Pain medications are difficult to coordinate legal requirements with any third party, so the pharmacy needs to have a method of providing control drugs. New admissions are common requests by facilities that need to have medications immediately available. Antibiotics, hypertension, NSAID, allergy, and other irritable conditions affecting a person’s comfort, are also common requests and should be anticipated.
Q. Who pays for the expensive delivery?
This is a difficult problem — no one wants to pay. The nursing facilities goal is to have medication available. Pharmacies need to be prepared to incur the delivery cost and pre-arrange the financial expense.
Q. What about security and reliability of unknown drivers picking up medications and having access to healthcare settings?
We prefer delivery services that concentrate on healthcare and are trained in procedures. Our drivers are assigned to our routes and locations and get to know our facilities. They become an extension of the pharmacy. We have tracking methods that allow us to know where the driver and medication are in terms of location and delivery status. The drivers have a dress code that helps facilities recognize them.
Q. A hybrid approach to a delivery service is more robust, controls costs, and often is the quickest method of delivery. Can you elaborate on what this model could look like?
A hybrid model has multiple layers. The first layer is 24/7 availability. We do not use an answering service so phone calls and requests are received by employees at any time or day (inclusive of holidays). Being a 24/7 pharmacy, delivery of most stat medications will come directly from the pharmacy.

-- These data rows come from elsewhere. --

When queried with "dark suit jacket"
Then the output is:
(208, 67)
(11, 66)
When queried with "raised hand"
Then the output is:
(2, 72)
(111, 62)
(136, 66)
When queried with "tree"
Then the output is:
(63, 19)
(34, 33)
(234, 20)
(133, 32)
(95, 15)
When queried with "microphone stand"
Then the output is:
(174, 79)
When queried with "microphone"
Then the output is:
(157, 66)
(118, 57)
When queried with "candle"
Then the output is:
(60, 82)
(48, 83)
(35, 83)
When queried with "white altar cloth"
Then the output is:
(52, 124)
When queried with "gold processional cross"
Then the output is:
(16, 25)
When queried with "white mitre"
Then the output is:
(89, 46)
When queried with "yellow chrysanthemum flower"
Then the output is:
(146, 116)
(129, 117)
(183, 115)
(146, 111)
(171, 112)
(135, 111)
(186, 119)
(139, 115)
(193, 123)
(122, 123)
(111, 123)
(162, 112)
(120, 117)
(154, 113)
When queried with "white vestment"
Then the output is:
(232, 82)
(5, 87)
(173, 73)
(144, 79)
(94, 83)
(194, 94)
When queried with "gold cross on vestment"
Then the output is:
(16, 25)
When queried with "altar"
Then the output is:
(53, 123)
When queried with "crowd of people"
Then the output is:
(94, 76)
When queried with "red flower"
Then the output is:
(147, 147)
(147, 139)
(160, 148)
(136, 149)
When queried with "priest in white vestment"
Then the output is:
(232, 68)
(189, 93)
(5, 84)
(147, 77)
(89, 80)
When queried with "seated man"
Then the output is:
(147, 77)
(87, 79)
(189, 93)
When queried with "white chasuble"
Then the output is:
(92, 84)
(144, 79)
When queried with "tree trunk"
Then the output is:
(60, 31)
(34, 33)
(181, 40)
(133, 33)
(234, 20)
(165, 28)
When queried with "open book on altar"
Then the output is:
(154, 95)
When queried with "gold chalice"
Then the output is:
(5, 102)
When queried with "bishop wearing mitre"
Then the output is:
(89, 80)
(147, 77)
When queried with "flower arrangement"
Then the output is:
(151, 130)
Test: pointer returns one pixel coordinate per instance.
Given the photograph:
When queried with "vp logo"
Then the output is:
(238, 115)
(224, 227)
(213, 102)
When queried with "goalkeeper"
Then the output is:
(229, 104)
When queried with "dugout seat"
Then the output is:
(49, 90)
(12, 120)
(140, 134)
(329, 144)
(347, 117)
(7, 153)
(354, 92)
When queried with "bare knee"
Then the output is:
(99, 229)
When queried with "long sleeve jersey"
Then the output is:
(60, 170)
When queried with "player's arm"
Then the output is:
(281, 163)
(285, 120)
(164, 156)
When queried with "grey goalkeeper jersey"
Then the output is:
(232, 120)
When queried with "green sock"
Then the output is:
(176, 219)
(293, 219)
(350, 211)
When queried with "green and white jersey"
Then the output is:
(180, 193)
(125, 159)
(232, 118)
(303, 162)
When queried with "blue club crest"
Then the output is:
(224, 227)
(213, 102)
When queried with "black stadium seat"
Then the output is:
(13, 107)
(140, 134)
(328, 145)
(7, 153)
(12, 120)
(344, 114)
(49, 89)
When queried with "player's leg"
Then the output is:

The second layer is a good emergency kit system located at the facility. The kit should be regularly updated with the facility’s most common medications and checked for stock and valid expiration dates. Medication storage can be in well-designed plastic boxes or in electronic cabinets that interface with the pharmacy. Lastly, use the backup service network as needed if the other two resources cannot fulfill a medication need.
Q. What about using electronic cabinets?
There are many cabinets on the market and varying degrees of functionality and price. They usually are subject to regulations on contents, security, and process. They are expensive but do offer immediate patient medication availability. The higher-end cabinets are interfaced with the pharmacy to grant access to medications, matching patient profiles, billing, and replenishment with each transaction. Work with vendors to finance and learn more about their applications.
Q. How do you see LTC delivery and back-up pharmacy services evolving in the future?
I think technology will continue to evolve and “smart kits” will predominate the industry. Electronic Health Record system should help the industry transfer information seamlessly to help providers have more accurate information on a real-time basis and avoid gaps of med availability. I see e-mars populating and synching the supplies with pharmacy and medication orders being sent on a “just-in-time” basis.
Kevin R. Fearon, R.Ph., MBA, FASCP, President ASCP
Throughout his career, Fearon has acquired broad pharmacy experience, having spent the past 35 years in LTC. Beginning in hospital and transitioning to retail and institutional practices, Fearon has held national leadership positions for over 15 years, enabling him to develop best practices while interacting with boards of pharmacy and automation companies. Fearon’s experiences with best practices, software, and automation influenced the industry’s use of regulatory changes and technology, along with the adoption and modification of dispensing practices. Fearon is a graduate of The Ohio State College of Pharmacy and obtained an MBA from Baldwin Wallace University. He is the current president of ASCP.